Someone has said that the greatest mistake made by the contemporary
generation -any contemporary generation - is that it does
not read the minutes of the last meeting. It starts its course
with the handicap of having to learn all over again in practice
what it could have learned readily from the records of its
ancestors.
Our past is preserved in memoranda made up of stonework
and earthwork, weapons and utensils, pictures, sculpture,
scratches on rock and scribblings on paper. We cannot save
everything, and everything is not worth saving. What we save
must have significance. It may be a painting in an ancient
church, or a bullet scar on a wall, or the signature on a
document, or a frayed map, but it must have meant something
in its day.
We do not go back to our memorials to raise their broken
wails as shelter for our families and parliaments today, but
so that we may learn from them, so good in their time, what
principles their builders used that are useful in our new
circumstances.
How recent is our past!
The past of other continents is a mine of fossil facts.
Here in Canada our past is more recent. Other nations are
proud of a history that goes back to the night of time; we
belong to the sunrise. But our little past is just as vital
in our present as is their great past.
The builders of early Canada were not equipped with the
prodigious knowledge of engineering and manufacturing that
we possess today. They were doing something for the first
time. Within their means and technical understanding they
did it well.
This is the importance of our memorials, not that they are
old, but that they were new. Every fort that was built, every
portage that was broken around a waterfall, every palisade
erected by an adventuresome community: every one of these
was an advance, a broadening of horizons, something daringly
new.
Historic buildings
Nearly every town and city in Canada has at least one building
that was the scene of human adventure and significant events.

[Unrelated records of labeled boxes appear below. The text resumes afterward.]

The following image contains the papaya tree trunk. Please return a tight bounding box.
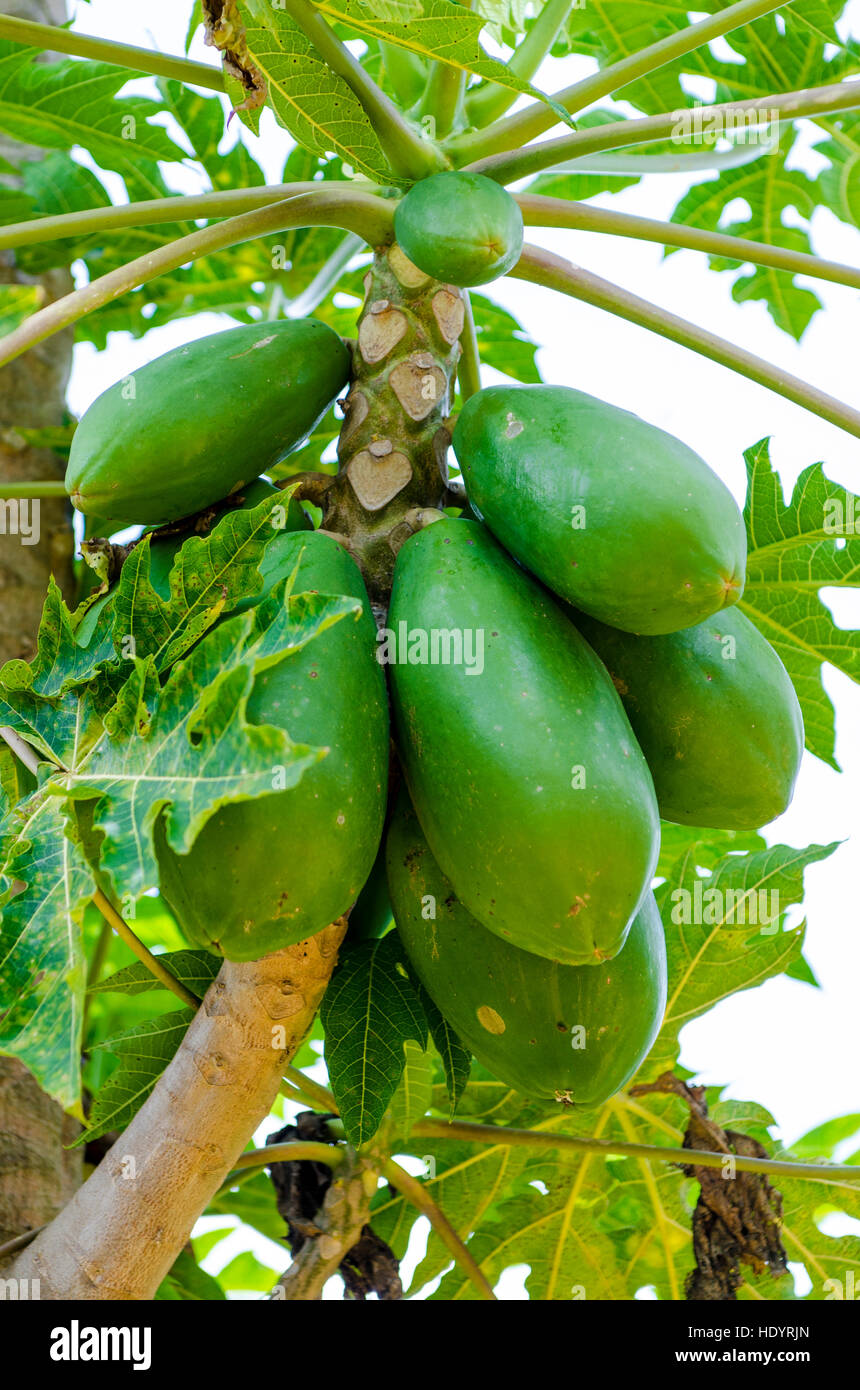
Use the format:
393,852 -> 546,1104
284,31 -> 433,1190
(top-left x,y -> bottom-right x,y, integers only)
7,919 -> 346,1301
0,0 -> 82,1262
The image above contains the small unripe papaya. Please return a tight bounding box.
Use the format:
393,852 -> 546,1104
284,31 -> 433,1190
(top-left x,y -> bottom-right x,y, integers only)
574,607 -> 803,830
156,532 -> 389,960
453,385 -> 746,637
65,318 -> 350,530
386,796 -> 667,1106
395,170 -> 522,286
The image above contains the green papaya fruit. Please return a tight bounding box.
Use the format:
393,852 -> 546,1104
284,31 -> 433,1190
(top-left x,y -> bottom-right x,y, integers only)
395,170 -> 522,286
65,318 -> 350,530
386,798 -> 667,1106
453,386 -> 746,635
157,532 -> 389,960
574,609 -> 803,830
75,478 -> 311,646
379,520 -> 660,965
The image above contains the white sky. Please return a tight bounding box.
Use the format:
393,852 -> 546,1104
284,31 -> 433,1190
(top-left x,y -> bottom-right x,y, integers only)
69,0 -> 860,1297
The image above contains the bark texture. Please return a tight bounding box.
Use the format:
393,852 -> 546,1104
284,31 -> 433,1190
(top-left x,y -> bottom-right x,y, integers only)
0,0 -> 82,1262
7,919 -> 346,1301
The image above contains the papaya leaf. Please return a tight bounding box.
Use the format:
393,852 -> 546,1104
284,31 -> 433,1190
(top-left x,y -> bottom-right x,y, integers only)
0,40 -> 183,172
0,788 -> 93,1115
320,933 -> 427,1145
792,1112 -> 860,1163
113,488 -> 358,670
389,1038 -> 433,1138
0,575 -> 115,702
53,625 -> 326,897
741,441 -> 860,771
0,742 -> 36,824
650,844 -> 836,1080
153,1250 -> 226,1302
238,6 -> 393,183
371,1117 -> 535,1294
90,951 -> 221,999
656,820 -> 767,878
76,1009 -> 195,1144
414,1090 -> 860,1301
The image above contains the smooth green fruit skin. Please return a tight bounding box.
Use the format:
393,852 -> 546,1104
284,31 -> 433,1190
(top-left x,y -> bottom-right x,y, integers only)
65,318 -> 350,530
574,607 -> 803,830
381,520 -> 659,965
75,478 -> 311,646
157,532 -> 389,960
453,386 -> 746,635
395,171 -> 522,286
386,798 -> 667,1106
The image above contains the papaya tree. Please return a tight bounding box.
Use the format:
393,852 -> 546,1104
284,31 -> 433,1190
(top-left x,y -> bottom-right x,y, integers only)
0,0 -> 860,1301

John P. Kidd, Executive Director of the Canadian Citizenship
Council, who has been active in preserving Canada's memorials,
wrote not long ago: "If one were to think of efficiency in
terms of dollar value and of consumption of oil for heating
and wages for cleaning and painting, then no doubt the modern
kind of building is more efficient. However, if you think
of it in terms of the culture and memories of a young nation
with perhaps a thousand years of history ahead, then what
price will you put on modernity?"
A picture publication of Standard Oil Company (Kentucky)
prints photographs every month of historic buildings in the
Scenic South. A recent issue includes pictures of
Shaker residences, relics of a strange sect that lasted from
1805 to 1910; of the slave quarters where "Uncle Tom" lived;
of an iron furnace built in 1791; of the house where the man
who wrote "Home Sweet Home" was imprisoned as a suspected
spy, and of a reconstruction of the first house built in Kentucky.

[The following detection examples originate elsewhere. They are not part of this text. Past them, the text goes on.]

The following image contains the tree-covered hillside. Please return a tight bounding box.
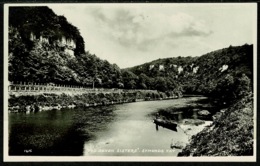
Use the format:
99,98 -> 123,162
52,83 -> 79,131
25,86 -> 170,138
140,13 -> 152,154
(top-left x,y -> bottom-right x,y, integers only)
127,44 -> 253,102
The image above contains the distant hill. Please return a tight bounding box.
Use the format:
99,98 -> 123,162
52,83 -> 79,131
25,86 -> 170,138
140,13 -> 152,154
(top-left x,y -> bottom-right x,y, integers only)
126,44 -> 253,100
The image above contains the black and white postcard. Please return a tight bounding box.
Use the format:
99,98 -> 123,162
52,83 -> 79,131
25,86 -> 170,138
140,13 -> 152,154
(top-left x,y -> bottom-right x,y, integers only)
3,3 -> 257,162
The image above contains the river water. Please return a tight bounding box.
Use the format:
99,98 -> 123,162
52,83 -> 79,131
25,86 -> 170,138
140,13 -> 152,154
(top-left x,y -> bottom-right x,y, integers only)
9,97 -> 211,156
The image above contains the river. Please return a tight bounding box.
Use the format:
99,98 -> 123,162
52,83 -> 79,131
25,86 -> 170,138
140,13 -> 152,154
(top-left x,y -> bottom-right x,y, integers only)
9,97 -> 212,156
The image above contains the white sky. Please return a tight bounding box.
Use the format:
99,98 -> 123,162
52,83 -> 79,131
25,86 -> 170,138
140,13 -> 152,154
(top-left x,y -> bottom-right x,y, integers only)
48,3 -> 257,68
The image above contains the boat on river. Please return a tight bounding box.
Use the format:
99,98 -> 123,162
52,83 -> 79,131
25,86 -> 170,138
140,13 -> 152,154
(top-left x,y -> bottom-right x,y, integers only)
153,118 -> 177,131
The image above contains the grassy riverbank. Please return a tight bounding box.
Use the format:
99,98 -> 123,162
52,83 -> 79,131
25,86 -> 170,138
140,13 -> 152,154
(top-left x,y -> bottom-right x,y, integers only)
8,90 -> 175,112
178,96 -> 255,156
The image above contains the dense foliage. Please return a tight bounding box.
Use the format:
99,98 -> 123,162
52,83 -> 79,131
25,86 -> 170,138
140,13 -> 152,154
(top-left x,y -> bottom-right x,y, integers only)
128,44 -> 253,100
179,94 -> 255,156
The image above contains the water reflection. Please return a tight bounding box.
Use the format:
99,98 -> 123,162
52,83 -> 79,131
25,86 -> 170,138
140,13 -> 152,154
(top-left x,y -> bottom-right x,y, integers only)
9,98 -> 212,156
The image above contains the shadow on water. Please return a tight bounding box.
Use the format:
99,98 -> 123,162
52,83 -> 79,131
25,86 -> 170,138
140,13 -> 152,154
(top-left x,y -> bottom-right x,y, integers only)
149,98 -> 217,132
9,107 -> 114,156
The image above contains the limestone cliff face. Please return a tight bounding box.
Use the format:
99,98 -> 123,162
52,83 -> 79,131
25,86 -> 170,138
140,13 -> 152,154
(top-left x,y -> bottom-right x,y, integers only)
9,7 -> 85,56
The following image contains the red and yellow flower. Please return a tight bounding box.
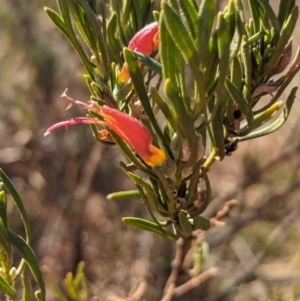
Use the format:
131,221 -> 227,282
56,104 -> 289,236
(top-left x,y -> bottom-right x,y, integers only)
45,93 -> 166,166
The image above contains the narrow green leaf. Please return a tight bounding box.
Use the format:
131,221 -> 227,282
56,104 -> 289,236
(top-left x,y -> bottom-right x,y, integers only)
208,98 -> 226,160
187,167 -> 211,218
74,0 -> 110,82
0,189 -> 7,227
124,48 -> 167,150
248,0 -> 261,33
162,2 -> 206,116
179,0 -> 199,41
240,101 -> 282,135
162,2 -> 196,62
0,274 -> 17,300
8,229 -> 46,300
132,0 -> 144,29
106,190 -> 141,201
0,218 -> 13,273
197,0 -> 216,66
159,14 -> 179,83
22,265 -> 33,301
107,12 -> 122,64
131,51 -> 162,75
122,217 -> 178,240
0,169 -> 31,243
193,215 -> 210,231
238,87 -> 298,141
277,0 -> 295,27
225,78 -> 253,133
165,79 -> 198,165
150,87 -> 175,130
260,6 -> 298,76
178,211 -> 193,237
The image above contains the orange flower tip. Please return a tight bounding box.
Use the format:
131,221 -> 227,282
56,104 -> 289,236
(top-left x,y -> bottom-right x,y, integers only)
128,22 -> 158,55
142,144 -> 167,166
61,88 -> 68,97
117,63 -> 130,85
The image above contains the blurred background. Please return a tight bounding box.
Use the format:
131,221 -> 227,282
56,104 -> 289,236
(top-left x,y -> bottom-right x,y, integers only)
0,0 -> 300,301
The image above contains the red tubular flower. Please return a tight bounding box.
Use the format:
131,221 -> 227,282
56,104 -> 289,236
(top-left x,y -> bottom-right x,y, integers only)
44,91 -> 166,166
118,22 -> 159,84
100,106 -> 166,166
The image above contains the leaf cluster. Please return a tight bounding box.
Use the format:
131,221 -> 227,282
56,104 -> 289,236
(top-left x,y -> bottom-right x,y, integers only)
45,0 -> 300,240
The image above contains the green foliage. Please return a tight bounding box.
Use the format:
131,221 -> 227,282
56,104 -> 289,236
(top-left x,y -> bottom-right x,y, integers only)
0,169 -> 46,301
45,0 -> 300,239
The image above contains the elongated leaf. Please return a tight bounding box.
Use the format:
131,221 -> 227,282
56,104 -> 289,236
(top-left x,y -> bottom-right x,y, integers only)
8,230 -> 46,300
240,101 -> 283,134
162,2 -> 206,112
159,14 -> 179,83
107,13 -> 122,64
131,51 -> 162,74
124,48 -> 167,149
208,98 -> 225,160
257,0 -> 280,45
187,167 -> 211,218
122,217 -> 178,240
277,0 -> 295,27
0,218 -> 13,272
197,0 -> 216,66
179,0 -> 198,41
76,0 -> 110,81
106,190 -> 140,201
238,87 -> 298,141
150,87 -> 175,131
260,6 -> 298,76
0,274 -> 17,300
0,189 -> 7,227
225,78 -> 253,132
0,169 -> 31,243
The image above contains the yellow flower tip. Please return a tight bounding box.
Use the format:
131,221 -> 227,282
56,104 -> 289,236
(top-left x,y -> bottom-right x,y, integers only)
141,144 -> 167,166
117,63 -> 130,85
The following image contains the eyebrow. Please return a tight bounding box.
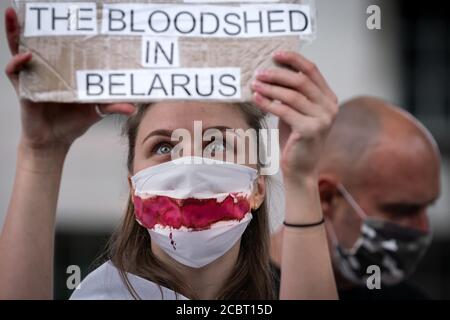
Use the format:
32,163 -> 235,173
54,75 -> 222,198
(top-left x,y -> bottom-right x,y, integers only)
141,126 -> 235,144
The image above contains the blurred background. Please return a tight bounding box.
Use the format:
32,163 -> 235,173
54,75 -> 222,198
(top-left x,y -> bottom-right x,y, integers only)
0,0 -> 450,299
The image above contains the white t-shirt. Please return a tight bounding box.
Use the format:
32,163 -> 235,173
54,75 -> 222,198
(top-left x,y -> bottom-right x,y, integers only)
70,261 -> 187,300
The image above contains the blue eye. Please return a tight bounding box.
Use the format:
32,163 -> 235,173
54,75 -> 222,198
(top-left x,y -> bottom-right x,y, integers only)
155,143 -> 172,155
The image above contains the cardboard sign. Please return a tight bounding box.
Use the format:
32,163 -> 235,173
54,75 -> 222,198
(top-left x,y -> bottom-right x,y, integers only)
15,0 -> 316,103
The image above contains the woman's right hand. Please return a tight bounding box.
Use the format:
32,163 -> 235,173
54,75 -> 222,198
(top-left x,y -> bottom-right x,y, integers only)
5,8 -> 135,151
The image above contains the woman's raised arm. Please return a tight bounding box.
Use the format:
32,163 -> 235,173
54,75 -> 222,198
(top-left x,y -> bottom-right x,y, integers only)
253,52 -> 338,299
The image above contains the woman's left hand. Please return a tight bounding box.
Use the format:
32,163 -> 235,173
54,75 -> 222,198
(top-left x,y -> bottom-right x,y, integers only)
252,52 -> 338,182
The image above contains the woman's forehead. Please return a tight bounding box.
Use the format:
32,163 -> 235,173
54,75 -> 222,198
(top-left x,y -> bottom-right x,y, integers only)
139,102 -> 249,134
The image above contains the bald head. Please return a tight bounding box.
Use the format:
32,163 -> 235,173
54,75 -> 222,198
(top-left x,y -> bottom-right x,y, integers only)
320,97 -> 439,185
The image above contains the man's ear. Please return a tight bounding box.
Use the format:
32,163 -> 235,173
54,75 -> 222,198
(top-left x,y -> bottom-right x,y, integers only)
250,176 -> 266,210
319,175 -> 340,220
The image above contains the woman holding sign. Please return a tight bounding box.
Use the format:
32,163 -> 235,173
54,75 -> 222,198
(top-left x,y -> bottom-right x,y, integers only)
0,9 -> 337,299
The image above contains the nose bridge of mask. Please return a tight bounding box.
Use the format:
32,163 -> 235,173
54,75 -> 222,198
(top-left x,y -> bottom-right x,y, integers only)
131,157 -> 257,199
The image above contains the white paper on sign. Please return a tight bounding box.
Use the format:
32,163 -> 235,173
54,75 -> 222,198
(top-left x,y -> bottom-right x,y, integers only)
77,68 -> 241,102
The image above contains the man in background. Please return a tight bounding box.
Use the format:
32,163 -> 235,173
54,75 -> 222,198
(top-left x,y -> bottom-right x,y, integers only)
271,97 -> 440,299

Some may say that we in Canada have nothing like these;
but we have! In the heart of Westmount is a farmhouse
that remained in the same family for 285 years; its basement
has embrasures through which the men fired at raiding Indians,
while their womenfolk and children took refuge in a sealedoff
room. At Lake Memphremagog is a stone house built by brothers
who came here at the time of the American revolution. Lachine
Manor, built almost 300 years ago, has been converted into
a museum.
The Montcalm house in Quebec, reputed to be the residence
of the great French soldier and his death place after the
Battle of the Plains of Abraham in 1759, was rescued by the
local planning commission from wreckers just a few months
ago. Ross House, the first official post office in western
Canada (1855) was saved by efforts of the Manitoba Historical
Society. The house in which Sir Wilfrid Laurier was born has
been acquired as a national memorial. The York, Ontario, Pioneer
and Historical Society has preserved a curious early 19th
Century building, the Temple of Peace, as a museum.
Château de Ramezay, built in 1705 in what was then
the fashionable part of Montreal, is a treasure house of antiquities.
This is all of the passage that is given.